CVE-2010-0815

Name of the Vulnerable Software and Affected Versions Microsoft Office XP SP3 Microsoft Office 2003 SP3 2007 Microsoft Office System SP1 and SP2 Visual Basic for Applications (VBA) versions 6.3 through 6.5 VBA SDK versions 6.3 through 6.5

Description A remote code execution issue exists in the way that Microsoft Visual Basic for Applications searches for ActiveX controls. This could allow remote code execution if a host application opens and passes a specially crafted file to the Visual Basic for Applications runtime. If a user is logged on with administrative user rights, an attacker who successfully exploited this issue could take complete control of an affected system, allowing them to install programs, view, change, or delete data, or create new accounts with full user rights. Users with fewer user rights on the system could be less impacted than users who operate with administrative user rights.

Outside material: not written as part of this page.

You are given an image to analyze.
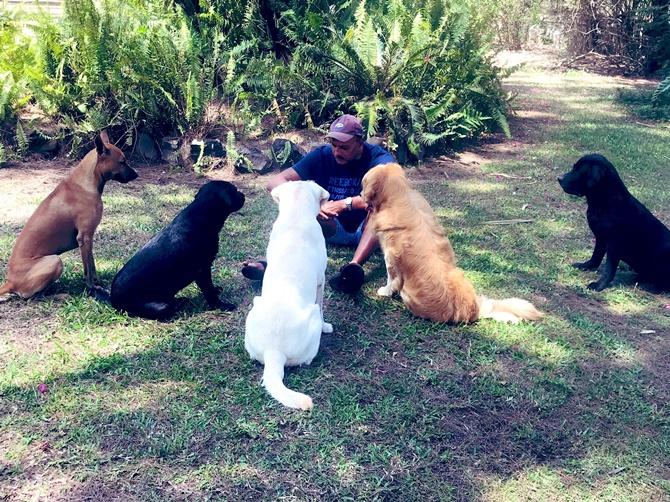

Recommendations For Microsoft Office XP SP3, update to a newer version to mitigate the risk. For Microsoft Office 2003 SP3, update to a newer version to mitigate the risk. For 2007 Microsoft Office System SP1 and SP2, update to a newer version to mitigate the risk. For Visual Basic for Applications (VBA) versions 6.3 through 6.5, update to a version later than 6.5 to resolve the issue. For VBA SDK versions 6.3 through 6.5, update to a version later than 6.5 to resolve the issue.